Le comportement, à l’issue de Yom Kippour

     Quand il rentrait à la maison, à l’issue de Yom Kippour, mon mari ne pouvait pas réintégrer immédiatement le monde profane. C’est l’attitude qu’il avait toujours adoptée, d’ores et déjà en la période durant laquelle la vie juive était large, puis, encore par la suite, lorsqu’il était devenu pratiquement impossible de vivre de cette façon et que chacun adoptait ces comportements uniquement dans son domaine propre.

     Quand il arrivait à la maison, à une heure assez tardive, mon mari se contentait de boire un verre de thé, puis, aussitôt, il s’asseyait et prenait part à une réunion ‘hassidique, alors qu’il portait encore son Kitel(226) et la ceinture de prière du Tséma’h Tsédek(227). Celle-ci se prolongeait ensuite jusqu’à deux ou trois heures du matin.

     Ceux qui étaient proches de nous savaient cela, mais, bien entendu, ils prenaient d’abord leur dîner chez eux, en compagnie des membres de leur famille. C’est uniquement après cela qu’ils venaient dans notre maison. Mon mari commentait la ‘Hassidout. Il parlait toujours de la signification des prières de ce jour. Les dernières années, il soulignait la grandeur des enfants d’Israël, leur abnégation pour le Judaïsme, l’amour du prochain qui se faisait jour en ces périodes.

     Cette réunion ‘hassidique se poursuivait, par la suite, avec des danses, qui rappelaient celles de Sim’hat Torah. Il y avait toujours dix à quinze personnes qui prenaient part à de telles réunions.

Le comportement de Sim’hat Torah

     Puis, venait le jour de Sim’hat Torah. Notre grande maison nous avait été confisquée en 1929(228), lorsque la communauté de mon mari était encore assez petite. C’est donc cette communauté qui avait bâti pour nous trois petites pièces, sur un terrain appartenant à un particulier. Nous n’avions le droit de résider nulle part ailleurs. De toute la ville, chaque fois qu’il se trouvait, en quelque endroit, un Juif voulant se réjouir, à Sim’hat Torah, celui-ci venait dans notre maison.

     La nuit, quand il faisait obscur, des jeunes venaient également chez nous, en cachette. Or, notre maison était étroite. En outre, chacun de ceux qui venaient ne voulait pas que ses amis le voient se rendre chez le Rav. L’un se cachait donc à l’autre. Ils arrivaient chez nous par groupes séparés et mon mari faisait une réunion ‘hassidique, d’une manière touchante, avec chacun de ces groupes.
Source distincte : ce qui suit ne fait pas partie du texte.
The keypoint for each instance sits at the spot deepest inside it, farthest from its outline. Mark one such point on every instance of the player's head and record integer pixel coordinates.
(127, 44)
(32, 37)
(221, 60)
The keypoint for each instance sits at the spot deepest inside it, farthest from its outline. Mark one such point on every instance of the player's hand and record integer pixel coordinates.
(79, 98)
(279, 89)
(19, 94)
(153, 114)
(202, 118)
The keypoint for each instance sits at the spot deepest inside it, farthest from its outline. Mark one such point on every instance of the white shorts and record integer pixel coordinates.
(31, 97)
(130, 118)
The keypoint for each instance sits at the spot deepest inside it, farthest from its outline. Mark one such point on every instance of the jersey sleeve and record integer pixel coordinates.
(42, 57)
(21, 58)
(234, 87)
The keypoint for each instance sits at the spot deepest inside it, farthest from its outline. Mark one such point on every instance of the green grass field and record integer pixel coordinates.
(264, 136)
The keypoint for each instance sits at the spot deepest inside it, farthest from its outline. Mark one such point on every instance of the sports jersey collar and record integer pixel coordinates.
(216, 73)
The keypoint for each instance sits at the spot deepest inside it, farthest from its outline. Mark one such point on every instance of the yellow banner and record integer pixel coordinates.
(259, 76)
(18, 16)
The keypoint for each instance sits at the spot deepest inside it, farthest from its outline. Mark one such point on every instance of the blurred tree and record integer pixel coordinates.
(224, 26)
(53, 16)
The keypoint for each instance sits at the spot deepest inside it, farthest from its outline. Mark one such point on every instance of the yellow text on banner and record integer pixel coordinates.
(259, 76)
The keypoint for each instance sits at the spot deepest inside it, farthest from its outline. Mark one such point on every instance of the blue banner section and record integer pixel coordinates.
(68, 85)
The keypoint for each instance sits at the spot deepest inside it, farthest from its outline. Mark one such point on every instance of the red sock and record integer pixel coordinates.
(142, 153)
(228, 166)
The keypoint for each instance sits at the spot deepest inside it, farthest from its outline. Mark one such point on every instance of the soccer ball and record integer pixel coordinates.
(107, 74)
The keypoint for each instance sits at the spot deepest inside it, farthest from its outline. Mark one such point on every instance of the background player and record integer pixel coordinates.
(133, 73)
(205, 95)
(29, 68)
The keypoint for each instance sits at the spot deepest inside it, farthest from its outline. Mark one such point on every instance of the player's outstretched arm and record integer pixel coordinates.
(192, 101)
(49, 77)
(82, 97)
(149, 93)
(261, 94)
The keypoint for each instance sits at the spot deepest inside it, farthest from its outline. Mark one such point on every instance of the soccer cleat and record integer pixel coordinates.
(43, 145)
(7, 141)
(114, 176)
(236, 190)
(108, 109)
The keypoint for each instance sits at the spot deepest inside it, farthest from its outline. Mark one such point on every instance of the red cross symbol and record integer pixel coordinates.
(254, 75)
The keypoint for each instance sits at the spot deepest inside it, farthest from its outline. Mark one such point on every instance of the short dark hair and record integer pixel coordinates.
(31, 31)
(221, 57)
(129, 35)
Au cours de ces réunions, ceux qui y participaient oubliaient dans quel pays et sous quel régime ils vivaient.

     Les officiants que j’ai mentionnés ci-dessus participaient également à ces réunions ‘hassidiques. La relation de l’artiste à tout ce qui concernait la prière et le fait de se trouver avec mon mari, d’abord intéressée, devint ensuite désintéressée. Au début, en effet, il faisait tout cela pour gagner sa vie, mais, peu à peu, les prières qu’il disait commencèrent à émaner du profond de son cœur. Et, ceci eut une influence directe sur tous ceux qui venaient prier et qui en furent encouragés. Cet homme affirmait qu’il était redevable de son évolution positive uniquement au Rav.

Rencontre d’un Juif de Yekatrinoslav, à Lemberg

     Lorsque je suis partie pour l’Amérique, en 1946, j’ai passé une semaine à Lemberg, pour y faire établir certains documents. Me trouvant là-bas, j’ai séjourné dans une maison quelconque, avec quelques autres personnes de passage. Tout le processus devait rester confidentiel et il ne fallait pas que l’on ait connaissance de mon identité. Comme cela arrive bien souvent, dans la vie, le propriétaire de cette maison était un Juif de Yekatrinoslav. Je l’ai appris lorsque je me trouvais d’ores et déjà sur place.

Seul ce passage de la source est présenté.